FESTIVAL
Apa yang tengah ia lakukan adalah hal yang impulsif, menyusun rencana di luar akal sehatnya. Beberapa kali dirinya mencoba untuk mengerti apa yang dikehendaki oleh hati, bahkan dinding beton yang selama ini ia susuh dengan kokoh—hancur begitu saja oleh deburan ombak, mudah layaknya memecah sebuah karang. Ego yang ia junjung setinggi langit hanya berujung luluh-lantah. Bukankah sudah ia tekankan bahwa titik kelemahannya telak berada di sosok itu? Semakin banyak usaha yang ia keluarkan untuk melupakan, maka semakin sulit ia lakukan.
Enam tahun usahanya hanya berujung sia-sia. Namun, ia menganggap bahwa permasalahan itu timbul karena ada kesalahpahaman dan kerasnya egoisme dari masing-masing. Tak seharusnya ia tuangkan semua kesalahan kepada sosok itu, jikalau dirinya juga ikut andil menjadi alasan seseorang itu terluka.

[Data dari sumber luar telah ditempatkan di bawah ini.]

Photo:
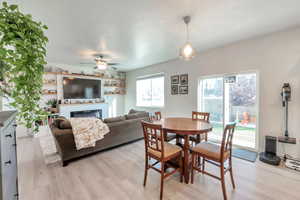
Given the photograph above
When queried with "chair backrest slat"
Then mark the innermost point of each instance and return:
(227, 138)
(153, 137)
(200, 116)
(157, 115)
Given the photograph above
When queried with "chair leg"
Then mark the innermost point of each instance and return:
(231, 174)
(193, 165)
(203, 164)
(181, 167)
(146, 170)
(223, 181)
(162, 180)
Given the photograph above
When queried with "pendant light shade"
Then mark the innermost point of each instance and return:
(187, 52)
(101, 65)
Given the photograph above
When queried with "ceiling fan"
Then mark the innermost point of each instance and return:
(102, 63)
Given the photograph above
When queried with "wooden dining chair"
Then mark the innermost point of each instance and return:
(161, 151)
(216, 155)
(168, 136)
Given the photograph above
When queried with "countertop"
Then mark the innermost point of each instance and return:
(5, 116)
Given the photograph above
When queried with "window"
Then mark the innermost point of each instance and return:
(150, 91)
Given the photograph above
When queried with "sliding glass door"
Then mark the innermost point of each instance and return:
(211, 100)
(231, 99)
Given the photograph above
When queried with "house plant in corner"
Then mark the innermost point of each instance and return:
(22, 60)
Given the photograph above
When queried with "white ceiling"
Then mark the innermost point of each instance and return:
(139, 33)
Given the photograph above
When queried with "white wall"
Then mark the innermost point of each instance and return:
(277, 59)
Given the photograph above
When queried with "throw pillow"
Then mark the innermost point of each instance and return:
(114, 119)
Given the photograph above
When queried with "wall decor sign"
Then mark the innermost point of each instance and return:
(175, 79)
(183, 89)
(184, 79)
(174, 89)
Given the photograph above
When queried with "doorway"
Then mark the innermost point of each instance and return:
(231, 99)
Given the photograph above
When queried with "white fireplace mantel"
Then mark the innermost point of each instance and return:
(66, 109)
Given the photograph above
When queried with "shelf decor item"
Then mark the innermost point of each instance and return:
(184, 79)
(174, 89)
(175, 79)
(183, 89)
(22, 60)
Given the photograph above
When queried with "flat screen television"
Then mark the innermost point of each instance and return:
(77, 88)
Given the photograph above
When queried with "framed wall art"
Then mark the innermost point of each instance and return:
(174, 79)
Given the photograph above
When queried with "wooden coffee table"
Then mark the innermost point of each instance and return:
(184, 127)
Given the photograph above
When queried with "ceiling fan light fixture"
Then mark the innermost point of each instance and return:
(101, 65)
(187, 52)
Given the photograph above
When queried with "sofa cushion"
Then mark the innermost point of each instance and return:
(141, 114)
(62, 123)
(114, 119)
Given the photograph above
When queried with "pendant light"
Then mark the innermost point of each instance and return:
(101, 64)
(187, 52)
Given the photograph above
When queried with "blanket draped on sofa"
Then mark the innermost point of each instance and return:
(87, 131)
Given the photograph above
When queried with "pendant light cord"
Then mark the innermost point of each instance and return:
(187, 33)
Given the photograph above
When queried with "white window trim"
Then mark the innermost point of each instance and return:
(150, 77)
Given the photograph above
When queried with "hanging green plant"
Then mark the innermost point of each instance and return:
(22, 60)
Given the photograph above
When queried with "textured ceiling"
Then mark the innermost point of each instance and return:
(138, 33)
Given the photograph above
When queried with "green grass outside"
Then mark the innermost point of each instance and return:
(219, 128)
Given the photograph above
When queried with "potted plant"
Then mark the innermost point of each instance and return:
(22, 60)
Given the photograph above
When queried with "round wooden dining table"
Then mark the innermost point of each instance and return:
(184, 127)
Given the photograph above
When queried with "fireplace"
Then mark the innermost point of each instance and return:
(87, 113)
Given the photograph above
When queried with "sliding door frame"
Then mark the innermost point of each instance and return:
(257, 104)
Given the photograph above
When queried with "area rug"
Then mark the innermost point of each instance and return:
(48, 146)
(244, 154)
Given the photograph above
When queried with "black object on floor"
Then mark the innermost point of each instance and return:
(244, 154)
(269, 156)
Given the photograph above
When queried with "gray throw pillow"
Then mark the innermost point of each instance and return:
(114, 119)
(137, 115)
(65, 124)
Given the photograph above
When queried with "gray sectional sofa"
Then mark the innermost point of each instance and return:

Di sini, ia berdiri. Kembali menjangkau masa lalu untuk ia iringi. Ia berserah diri dengan takdir yang membawanya, menyerahkan seluruh logika dan pikirannya dalam bertindak.
Kuroo menginjak pedal gas kendaraan yang tengah ia kendarai, bersama dengan Kenma yang duduk tenang tepat di sebelahnya. Kecanggungan mendominasi atmosfer di dalam mobil. Tak ada lagi sirat kekecewaan yang tersorot di netra legamnya, rasanya seperti kembali ke waktu lalu. Kenma melemparkan pandangan ke arah Kuroo yang tengah fokus dalam kendalinya. Rasa hangat yang bak menyelimutinya setelah pertemuan terakhir mereka cukup berakhir tak mengenakan. Kenma sama tak tahunya, tetapi ia cukup menikmati bagaimana Kuroo memperlakukannya.
Sungguh tak tahu apa yang tengah terjadi atau siapa yang saat ini Kuroo simpan di dalam hati.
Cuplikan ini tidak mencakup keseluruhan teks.